Al “secondo livello” di intervento scopriamo che sono state prese le società scientifiche accreditate per contribuire all’emanazione delle linee guida e buone pratiche in campo sanitario. Va benissimo, e ci fa capire che dal punto di vista ministeriale non ci sono altri contenitori da cui attingere in caso di necessità di psicologia. Tanto che sono arrivate critiche miopi dalla conferenza nazionale per la salute mentale che rivendicano un ruolo dei servizi di salute mentale pubblici che però, a mio parere, sono incapaci di gestire un servizio come quello proposto e lo vede dai numeri degli accessi.
Al numero verde del Ministero nei primi 7 giorni hanno telefonato più di 30.000 cittadini! Sebbene anche i servizi di salute mentale pubblici abbiano proposto servizi gratuiti, il numero verde ha incontrato un successo importante.
Questo ci dice tanto, tantissimo, sul bisogno di psicologia dei cittadini e ci conferma quello che già risultava palese da una ricerca ENPAP dove si individuava il bisogno principale dei cittadini non nel risolvere forme patologiche ma nel supporto di fronte alle precarietà (futuro incerto, impotenza, insufficienza, insicurezza, solitudine), difficoltà clamorosamente esacerbate dall’emergenza COVID-19. Alla luce di questi dati risulta altamente prevedibile che l’approccio dei dipartimenti di salute mentale non sia quello corretto durante questa emergenza.
Oltre alle associazioni e istituzioni ci siamo trovati di fronte a una marea di liberi professionisti che si sono attivati autonomamente pubblicando sui social i propri servizi. Moltissimi hanno offerto i servizi di supporto psicologico a titolo gratuito nel momento dell’emergenza pensando di fare qualcosa di utile per la comunità.
Sebbene l’intento sia lodevole, ho notato che l’accesso completamente gratuito proposto in un contesto non coordinato e non inserito in una rete di professionisti e non presidiato da alcuna istituzione rischia di essere frainteso con un volontariato destrutturato che non permette all’utente di distinguere le buone pratiche dall’improvvisazione, con il rischio di svilire la professione.
In psicologia il corrispondere un onorario non è soltanto un contributo delle spese sostenute dal professionista ma significa anche porre impegno, dedizione e fa volgere a un più probabile esito positivo del supporto/psicoterapia.

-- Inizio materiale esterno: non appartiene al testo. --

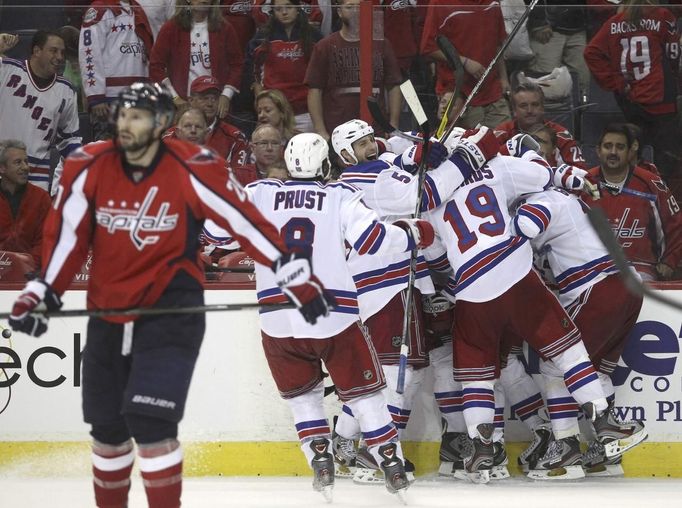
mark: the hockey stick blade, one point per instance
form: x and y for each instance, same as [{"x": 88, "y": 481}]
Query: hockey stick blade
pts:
[
  {"x": 384, "y": 124},
  {"x": 154, "y": 311},
  {"x": 415, "y": 105},
  {"x": 603, "y": 229}
]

Gli psicologi liberi professionisti avrebbero bisogno di un istituto di riferimento capace di rappresentarli e coordinarli in caso di necessità. Uno di questi istituti potrebbe essere proprio l’Ordine professionale che però non ha questa funzione tra i suoi compiti istituzionali. Rimangono le società scientifiche ma, come abbiamo visto, hanno un raggio d’azione limitato.
Conclusione
Gli ordini professionali non hanno alcuna funzione utile in questo panorama e non gli è data dalla legge che li istituisce.
In pratica, il sistema generale sarebbe tutto da ripensare per poter essere efficace, fornire servizi utili ai cittadini e finalmente dare alla psicologia il valore che merita e che già gli attribuiscono i cittadini.
Condivido pienamente.
Analisi lucida e condivisibile
Trovo importante fare la distinzione tra la cura di forme patologiche e il supporto di fronte alle precarietà, dal futuro incerto, alla solitudine, all’insicurezza, all’impotenza, all’insufficienza. Sono d’accordo in lavorare per creare una struttura che risponda in modo autorevole e coordinato al bisogno di supporto psicologico dei cittadini.